Sa’ad Radhiyallahu anhu mengatakan: “Demi Allah, jika engkau melarangku melakukan thawaf di Ka’bah, maka sungguh saya akan menghalangi perjalanan dagangmu ke Syâm.”
Umayyah kembali mengingatkan Sa’ad Radhiyallahu anhu agar tidak mengeraskan suaranya kepada Abu Jahl seraya memegangi Sa’ad Radhiyallahu anhu . Akhirnya, Sa’ad Radhiyallahu anhu emosi dan mengatakan : “Tinggalkan kami ! Sungguh saya telah mendengar Rasulullah Shallallahu ‘alaihi wa sallam bersabda bahwa dia akan membunuhmu.
Umayyah mengatakan : “Saya”.
Sa’ad menegaskan : “Ya. Dan Demi Allah Azza wa Jalla , Muhammad n kalau berbicara tidak bohong.”

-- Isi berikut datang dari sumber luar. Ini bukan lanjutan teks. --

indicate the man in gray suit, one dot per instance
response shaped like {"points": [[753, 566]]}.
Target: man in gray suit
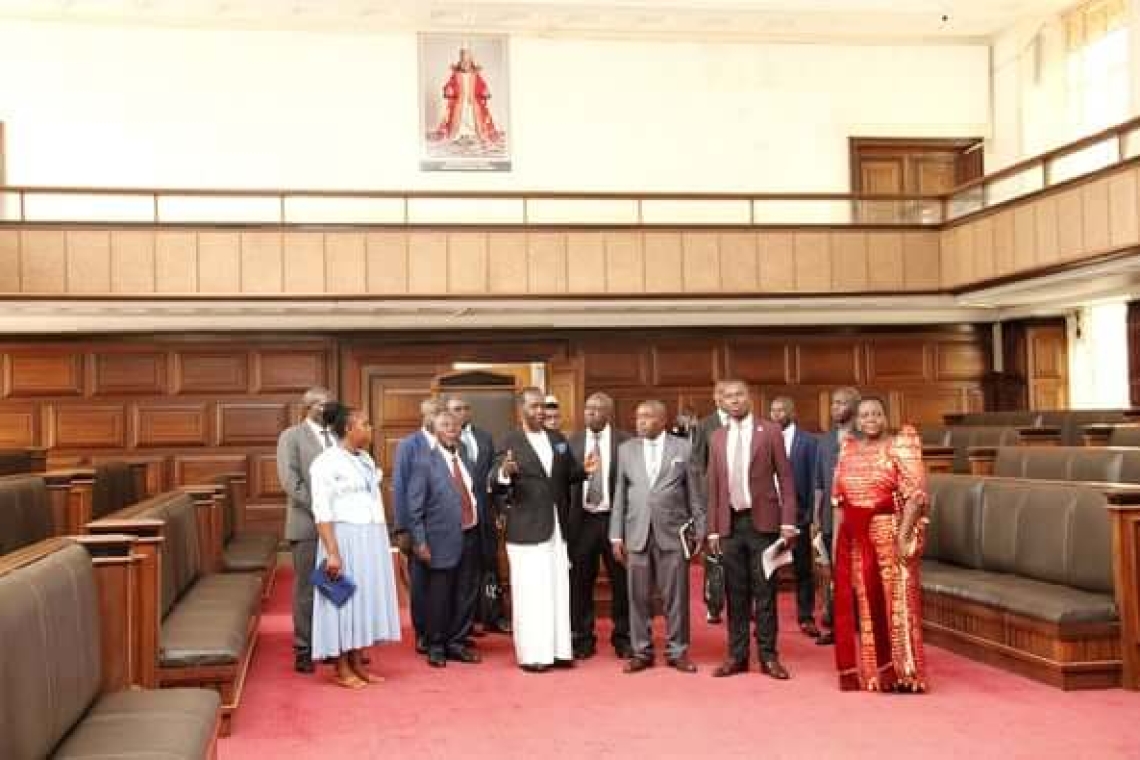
{"points": [[656, 493], [296, 448]]}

Mendengar ini, Umayyah pulang menemui istrinya. Dia mengatakan : “Tahukah engkau, apa yang dikatakan oleh saudaraku yang berasal dari Madinah itu ?”
Istrinya balik bertanya : “Apa katanya ?”
Umayyah mengatakan : “Dia (tadi) berkata pernah mendengar Muhammad akan membunuhku.” Istrinya mengatakan : “Demi Allah, Muhammad tidak pernah berdusta !”
Ketika kafir Quraisy hendak berangkat menuju Badr (tempat Perang Badr meletus-red) dan seruan sudah terdengar, istri Umayyah mengingatkankan suaminya : “Tidakkah engkau ingat perkataan saudaramu yang berasal dari Madinah itu.” Mendengar ini, Umayyah hendak mengurungkan niatnya untuk berangkat, akan tetapi Abu Jahal terus membujuknya. Akhirnya dia berangkat ke Badr. Di sana, ia dan Abu Jahal tewas[3].
Izin Berperang
Pada masa-masa kritis seperti ini, saat kaum kafir Quraisy tidak menyadari kesesatan mereka bahkan terus menebar ancaman kepada kaum Muslimin, Allah Azza wa Jalla menurunkan firman-Nya :
أُذِنَ لِلَّذِينَ يُقَاتَلُونَ بِأَنَّهُمْ ظُلِمُوا ۚ وَإِنَّ اللَّهَ عَلَىٰ نَصْرِهِمْ لَقَدِيرٌ
Telah diizinkan (berperang) bagi orang-orang yang diperangi, karena sesungguhnya mereka telah dianiaya. Dan sesungguhnya Allah, benar-benar Maha Kuasa menolong mereka itu [al-Hajj/22:39]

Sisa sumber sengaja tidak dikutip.